Надо сказать, что почтенный зоолог был в немалой степени смущен тем вниманием к его любимой науке, которое стал все явственнее обнаруживать Горелов. После ухода подлодки из Саргассова моря, на первой же глубоководной станции, когда зоолог вместе с Маратом и Павликом вышли из подлодки на придонную экскурсию, им встретился Горелов, возвращавшийся в подлодку после наружного осмотра дюз. Горелов коротко приветствовал зоолога поднятием руки и стал уже на площадку, намереваясь войти в камеру.
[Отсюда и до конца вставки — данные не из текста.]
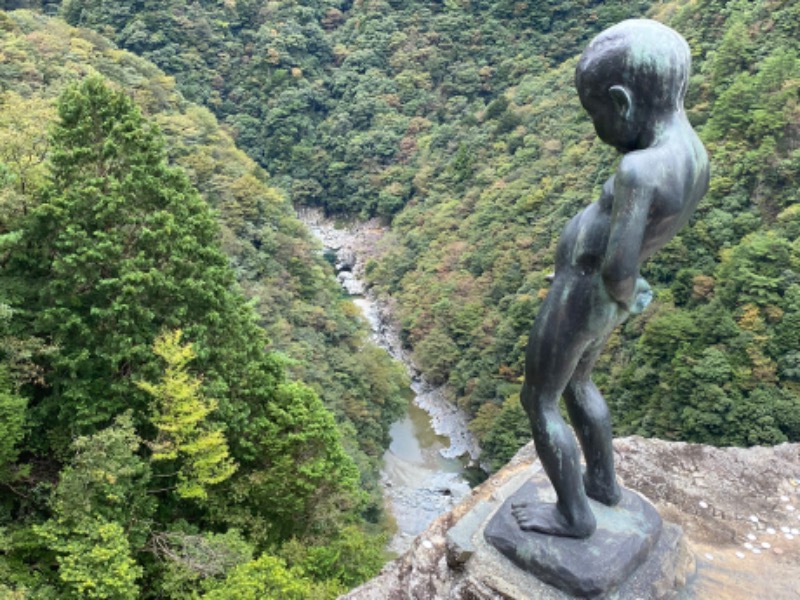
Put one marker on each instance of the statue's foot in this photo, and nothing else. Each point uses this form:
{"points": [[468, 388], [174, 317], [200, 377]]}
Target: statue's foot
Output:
{"points": [[610, 495], [546, 518]]}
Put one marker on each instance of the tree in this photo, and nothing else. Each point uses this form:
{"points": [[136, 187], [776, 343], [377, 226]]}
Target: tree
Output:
{"points": [[121, 248], [101, 513], [179, 416]]}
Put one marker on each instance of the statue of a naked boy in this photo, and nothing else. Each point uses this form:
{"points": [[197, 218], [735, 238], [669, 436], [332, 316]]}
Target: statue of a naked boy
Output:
{"points": [[631, 80]]}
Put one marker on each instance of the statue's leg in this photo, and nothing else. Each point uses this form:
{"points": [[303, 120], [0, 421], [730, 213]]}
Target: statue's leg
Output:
{"points": [[554, 349], [592, 422]]}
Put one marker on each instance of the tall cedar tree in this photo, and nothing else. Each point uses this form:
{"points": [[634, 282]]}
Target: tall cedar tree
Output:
{"points": [[121, 248]]}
Но, внезапно настроив свой радиотелефон на волну зоолога, он вызвал его и самым любезным тоном попросил разрешения присоединиться к его компании, объясняя, что сейчас у него много свободного времени и ему доставило бы большое удовольствие принять участие в такой интересной научной экскурсии.
Антипатия к Горелову установилась у прямодушного зоолога вполне прочно, и он старался лишь не выходить из рамок приличия в обращении с этим человеком, но отказать Горелову не было никаких оснований. Скрепя сердце, зоолог согласился на его участие в экскурсии.
Присоединившись к экскурсии и непрерывно восхищаясь своеобразием окружающего их мрачного ландшафта с мелькающими повсюду разноцветными огоньками рыб, Горелов усердно искал для зоолога новые экземпляры придонных животных. Он выдавливал столбики образцов грунта для океанографа, шутил с Маратом и Павликом и в конце экскурсии чрезвычайно обрадовал зоолога искусством, с которым поймал совершенно новый вид медузы, закапывающейся в ил при первых признаках опасности и два раза упущенной самим зоологом. Ученый был в восторге от этой находки и горячо благодарил Горелова за нее.